Andrew: Encore Entertainment said...

I don't think that people are against remakes. They're against bad remakes. And many remakes are bad. But me, I'd love a good remake of The Philadelphia Story or A Streetcar Named Desire. Once it's a good movie, I'm in. Remake or not.

The Mad Hatter said...

So this begs the question, what do you think of the upcoming remake of HARVEY??

Univarn said...

@Andrew I understand that, but I think with each bad remake they are amplified way over the good remakes, even the classic remakes. To a point where bloggers tend to ramble on about how awful a remake will be until they see it.

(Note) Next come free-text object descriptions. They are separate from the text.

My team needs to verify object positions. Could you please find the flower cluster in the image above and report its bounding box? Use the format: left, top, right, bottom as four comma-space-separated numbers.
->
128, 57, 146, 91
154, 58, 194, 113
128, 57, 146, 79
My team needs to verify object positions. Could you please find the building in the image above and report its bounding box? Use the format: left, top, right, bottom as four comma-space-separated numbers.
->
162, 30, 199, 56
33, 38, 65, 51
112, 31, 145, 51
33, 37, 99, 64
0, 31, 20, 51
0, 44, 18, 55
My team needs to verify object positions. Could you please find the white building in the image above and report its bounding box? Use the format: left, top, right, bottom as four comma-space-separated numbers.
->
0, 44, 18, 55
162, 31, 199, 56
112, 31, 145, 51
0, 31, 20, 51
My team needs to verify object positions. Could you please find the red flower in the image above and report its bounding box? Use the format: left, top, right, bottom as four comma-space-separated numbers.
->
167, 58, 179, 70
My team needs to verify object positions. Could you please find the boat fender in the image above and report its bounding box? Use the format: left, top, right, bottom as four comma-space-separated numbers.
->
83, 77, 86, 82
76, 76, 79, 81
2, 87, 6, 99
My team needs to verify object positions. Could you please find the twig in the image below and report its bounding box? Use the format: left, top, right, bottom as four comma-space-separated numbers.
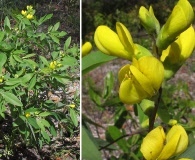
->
149, 87, 163, 131
99, 130, 145, 151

@Mad Haha. I think a remake of Harvey can work as long as they maintain the original charm, though nobody can replace Jimmy Stewart (Edward P. Dowd is up there with my all time favorite characters). The remake I'm much more concerned with is The Seven Samurai one they keep trying to get into production. That's a far more daunting task that seldom works.

The Mad Hatter said...

"Mad HaHa"?? That's not bad actually.

The latest rumour I heard was that they had cast Robert Downie Jr as Elwood. If that's true, there's hope...a small sliver of hope mind you, but hope.

As for the Samurai remake, were they not already happy with what THE MAGNIFICENT SEVEN achieved?

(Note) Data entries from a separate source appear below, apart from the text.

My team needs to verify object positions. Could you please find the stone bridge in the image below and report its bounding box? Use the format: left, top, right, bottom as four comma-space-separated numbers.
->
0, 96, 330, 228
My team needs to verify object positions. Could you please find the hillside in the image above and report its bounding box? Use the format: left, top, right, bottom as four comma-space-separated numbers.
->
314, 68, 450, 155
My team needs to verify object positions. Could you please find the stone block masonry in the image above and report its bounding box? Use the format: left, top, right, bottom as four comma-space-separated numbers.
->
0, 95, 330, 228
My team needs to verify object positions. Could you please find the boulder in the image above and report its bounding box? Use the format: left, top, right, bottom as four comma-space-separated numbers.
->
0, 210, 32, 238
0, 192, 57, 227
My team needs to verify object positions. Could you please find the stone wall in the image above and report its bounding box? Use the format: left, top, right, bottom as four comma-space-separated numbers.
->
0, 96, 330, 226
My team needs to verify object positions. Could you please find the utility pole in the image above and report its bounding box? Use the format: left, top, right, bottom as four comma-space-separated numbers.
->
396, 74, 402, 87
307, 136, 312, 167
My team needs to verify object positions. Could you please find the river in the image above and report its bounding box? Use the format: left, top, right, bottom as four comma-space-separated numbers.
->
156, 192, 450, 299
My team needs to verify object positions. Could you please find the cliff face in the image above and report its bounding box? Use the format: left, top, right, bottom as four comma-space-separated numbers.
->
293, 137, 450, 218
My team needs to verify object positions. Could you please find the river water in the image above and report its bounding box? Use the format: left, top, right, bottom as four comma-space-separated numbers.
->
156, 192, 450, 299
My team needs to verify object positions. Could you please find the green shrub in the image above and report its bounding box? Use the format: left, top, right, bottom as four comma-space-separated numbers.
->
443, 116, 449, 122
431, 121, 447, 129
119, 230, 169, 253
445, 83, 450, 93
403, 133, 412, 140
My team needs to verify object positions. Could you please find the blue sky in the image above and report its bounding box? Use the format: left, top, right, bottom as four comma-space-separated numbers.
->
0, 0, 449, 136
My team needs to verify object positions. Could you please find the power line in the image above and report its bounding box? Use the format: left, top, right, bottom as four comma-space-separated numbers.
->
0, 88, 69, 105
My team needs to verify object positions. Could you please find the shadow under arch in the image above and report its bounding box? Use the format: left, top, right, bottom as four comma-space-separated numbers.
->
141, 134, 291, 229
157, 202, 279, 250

PS - One of my favorite little double features is to watch SEVEN SAMURAI and A BUG'S LIFE back-to-back.

Univarn said...

@Mad. Not in one million years would I ever have thought of putting A Bug's Life and Seven Samurai as part of back to back marathon. Though now that you mention it I might have to give it a shot! As for Downey Jr... there's a chance there. It's just so hard to recreate that character without overdoing it. Even Jimmy Stewart couldn't make it work when he remade Harvey in the 70s.

The Mad Hatter said...

@ Univarn... It all depends on how much of the charm of the original Spielberg is willing to leave alone, and how much he intends to dumb down/modern up. I believe in RDJ...he's the sort of actor who could recite the phone book and make it witty.

Don't get me wrong, I'm not buying an advance ticket...I'm just encouraged.

Yeah - Samurai & Bug's life...you know you wanna!